Being a hero is a lot harder than it may seem. For a very long time, I fantasized about how I would react if I found myself in any number of the fantasy worlds I’ve seen, as I already mentioned. And in all of those imagined events, I adapted to the new circumstances rapidly and acted with all the intelligence and efficiency I could muster. You would think, though, that the heroines of Magic Knight Rayearth would be able to do the same. Fuu had played video games before, after all. Yet they had no small amount of difficulty adapting to their new circumstances.

The difference, I think, lies in the setting. All of my fantasies have been with worlds I’m well familiar with. From the time I imagined myself also getting thrown into Cephiro and meeting the aforementioned magic knights, to all of the times that I’ve intervened at a key part of some other story, I’ve already been well familiar with the world and the rules. For Hikaru, Umi, and Fuu, they found themselves in an unfamiliar setting, and a situation that they knew nothing about. Who can say if they’d be able to retain their poise when faced with a completely unknown situation?

I worry that there are people in this world who are absolutely certain that they would make a good hero. I have no doubt that there are people that yet dream of them protecting others from some danger, or intervening to save the world. But those kinds of dreams aren’t how one becomes a hero. I can tell myself that I would intervene if someone’s life was threatened, even at the risk of my own, but I can never be certain unless I am actually tested in that regard. And because of that, I hope that I never will be certain.

Heroes aren’t created by people going out and looking for trouble. Geo Stelar, despite the power that he had access to, didn’t wake up every morning wondering what problems he’d have to solve that day. He was reluctant to act even when a problem threatened him personally. Yet he always did something. McClane in the fourth Die Hard movie didn’t really want to be a hero. As he put it, “Believe me if there was somebody else to do it, I would let them do it. There's not, so [I'm] doing it. That's what makes you that guy.”

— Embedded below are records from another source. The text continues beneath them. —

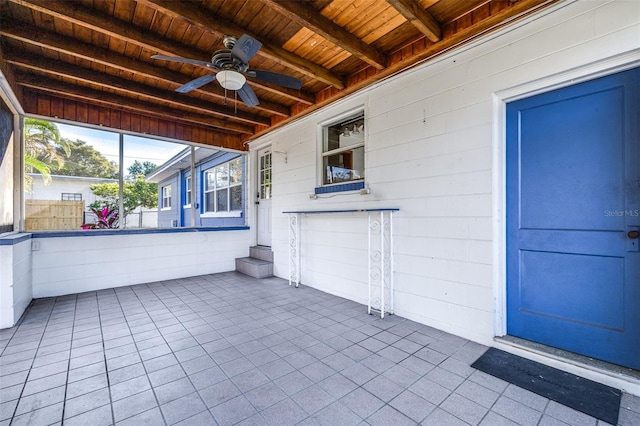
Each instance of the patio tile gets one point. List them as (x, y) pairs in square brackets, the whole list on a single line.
[(444, 378), (250, 380), (182, 408), (200, 419), (528, 398), (293, 382), (126, 373), (358, 373), (133, 405), (198, 364), (477, 393), (189, 353), (284, 413), (265, 396), (100, 416), (317, 371), (166, 375), (313, 399), (518, 412), (233, 411), (431, 391), (43, 384), (439, 417), (44, 416), (87, 385), (362, 402), (493, 419), (565, 414), (219, 393), (149, 417), (337, 414), (86, 402), (237, 366), (129, 387), (306, 358), (208, 377), (464, 409), (412, 406), (383, 388), (86, 371), (35, 401), (389, 416), (10, 393)]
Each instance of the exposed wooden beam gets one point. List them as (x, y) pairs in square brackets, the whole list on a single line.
[(58, 43), (305, 16), (419, 17), (111, 100), (205, 21), (124, 31), (61, 69)]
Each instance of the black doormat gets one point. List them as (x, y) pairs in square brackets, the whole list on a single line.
[(589, 397)]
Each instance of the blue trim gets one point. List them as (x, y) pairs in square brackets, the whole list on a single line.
[(11, 240), (100, 232), (392, 209), (351, 186)]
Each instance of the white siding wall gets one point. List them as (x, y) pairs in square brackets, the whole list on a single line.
[(15, 281), (68, 265), (434, 150)]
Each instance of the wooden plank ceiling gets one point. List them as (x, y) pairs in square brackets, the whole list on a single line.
[(90, 60)]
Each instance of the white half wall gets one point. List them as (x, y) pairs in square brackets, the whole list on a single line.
[(15, 279), (76, 264)]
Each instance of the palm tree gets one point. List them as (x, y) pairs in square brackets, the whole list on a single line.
[(43, 148)]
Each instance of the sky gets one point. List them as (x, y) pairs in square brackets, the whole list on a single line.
[(135, 148)]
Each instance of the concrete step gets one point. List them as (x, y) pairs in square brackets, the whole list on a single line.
[(261, 252), (256, 268)]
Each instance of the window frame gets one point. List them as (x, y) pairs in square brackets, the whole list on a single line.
[(322, 187), (74, 194), (206, 189), (188, 192), (166, 196)]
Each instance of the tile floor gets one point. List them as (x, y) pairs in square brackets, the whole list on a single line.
[(227, 349)]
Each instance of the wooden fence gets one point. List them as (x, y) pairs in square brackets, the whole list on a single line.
[(44, 215)]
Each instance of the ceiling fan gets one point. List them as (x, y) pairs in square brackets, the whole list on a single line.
[(232, 65)]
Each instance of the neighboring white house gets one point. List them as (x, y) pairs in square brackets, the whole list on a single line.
[(74, 188)]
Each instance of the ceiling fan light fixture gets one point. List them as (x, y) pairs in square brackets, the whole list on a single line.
[(231, 80)]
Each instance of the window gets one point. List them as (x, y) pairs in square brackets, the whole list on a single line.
[(343, 151), (223, 187), (187, 191), (166, 197), (71, 196)]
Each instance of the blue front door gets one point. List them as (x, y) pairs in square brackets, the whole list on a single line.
[(573, 201)]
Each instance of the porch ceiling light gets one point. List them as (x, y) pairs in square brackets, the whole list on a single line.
[(231, 80)]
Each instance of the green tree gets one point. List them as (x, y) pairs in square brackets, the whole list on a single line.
[(85, 160), (136, 193), (43, 149), (138, 168)]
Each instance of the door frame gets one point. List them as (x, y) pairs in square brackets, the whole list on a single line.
[(252, 187), (499, 202)]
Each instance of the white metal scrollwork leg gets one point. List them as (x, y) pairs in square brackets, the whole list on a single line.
[(294, 248), (380, 253)]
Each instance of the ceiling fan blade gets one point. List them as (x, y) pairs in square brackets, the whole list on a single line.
[(276, 78), (198, 82), (248, 96), (184, 60), (246, 48)]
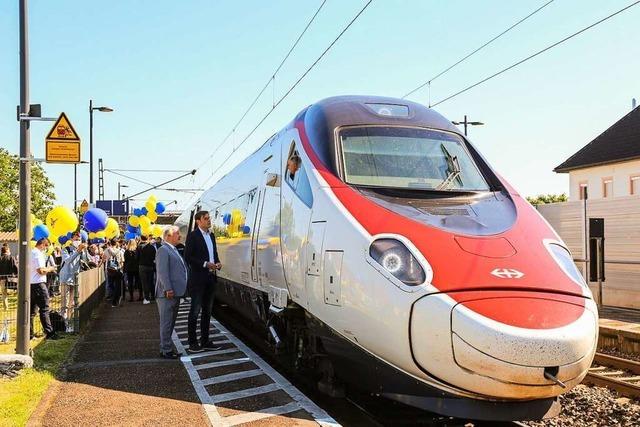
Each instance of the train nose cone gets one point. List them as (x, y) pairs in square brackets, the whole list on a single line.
[(506, 345)]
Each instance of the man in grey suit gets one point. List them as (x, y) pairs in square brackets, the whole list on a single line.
[(171, 284)]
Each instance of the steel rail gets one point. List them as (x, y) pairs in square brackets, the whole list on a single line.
[(626, 388)]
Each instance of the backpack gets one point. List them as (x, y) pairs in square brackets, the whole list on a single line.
[(113, 268), (58, 322)]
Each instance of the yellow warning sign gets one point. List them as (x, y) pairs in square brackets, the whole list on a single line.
[(63, 142)]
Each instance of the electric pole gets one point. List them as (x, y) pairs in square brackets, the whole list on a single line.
[(24, 285)]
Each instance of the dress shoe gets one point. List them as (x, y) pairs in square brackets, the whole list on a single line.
[(170, 355), (211, 346), (193, 349)]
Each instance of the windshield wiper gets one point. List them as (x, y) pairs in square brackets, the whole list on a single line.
[(453, 167)]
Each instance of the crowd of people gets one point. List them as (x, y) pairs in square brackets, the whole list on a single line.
[(161, 270)]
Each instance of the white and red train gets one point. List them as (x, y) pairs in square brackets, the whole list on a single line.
[(395, 260)]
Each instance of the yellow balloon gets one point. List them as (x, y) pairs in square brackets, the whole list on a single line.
[(150, 205), (112, 230), (152, 216), (61, 220), (156, 231), (134, 221)]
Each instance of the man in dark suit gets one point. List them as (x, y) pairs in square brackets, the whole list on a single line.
[(201, 256)]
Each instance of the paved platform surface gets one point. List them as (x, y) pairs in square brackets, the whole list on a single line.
[(117, 377), (237, 387)]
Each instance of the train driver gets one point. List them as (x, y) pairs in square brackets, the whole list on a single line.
[(293, 164)]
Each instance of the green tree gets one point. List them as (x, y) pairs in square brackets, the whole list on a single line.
[(42, 195), (543, 199)]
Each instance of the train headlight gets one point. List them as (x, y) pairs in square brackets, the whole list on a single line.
[(565, 261), (394, 256)]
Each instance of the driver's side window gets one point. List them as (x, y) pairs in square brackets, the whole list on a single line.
[(292, 166)]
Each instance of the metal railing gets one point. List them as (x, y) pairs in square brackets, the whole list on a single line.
[(69, 305)]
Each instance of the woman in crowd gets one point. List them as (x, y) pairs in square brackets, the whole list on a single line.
[(131, 269)]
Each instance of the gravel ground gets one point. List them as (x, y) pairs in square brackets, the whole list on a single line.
[(618, 353), (594, 406)]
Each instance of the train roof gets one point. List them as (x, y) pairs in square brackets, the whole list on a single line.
[(322, 118)]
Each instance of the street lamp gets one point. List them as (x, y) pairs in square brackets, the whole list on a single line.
[(119, 187), (466, 122), (91, 109), (75, 183)]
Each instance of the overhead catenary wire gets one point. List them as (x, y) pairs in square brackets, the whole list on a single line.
[(288, 92), (270, 81), (460, 61), (535, 54)]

Running around bragging about what you would do if someone broke into your house doesn’t make you a hero, and it wouldn’t even if you did manage to repel an intruder. Humility is a trait that goes unrecognized far too often, and without it, it’s hard to gain respect as a hero. Hoping to prove yourself as heroic means that you probably don’t have the right mindset to be a hero; as I see it, some of the greatest heroes are the ones that hope they never have to act, but do so anyway when they must.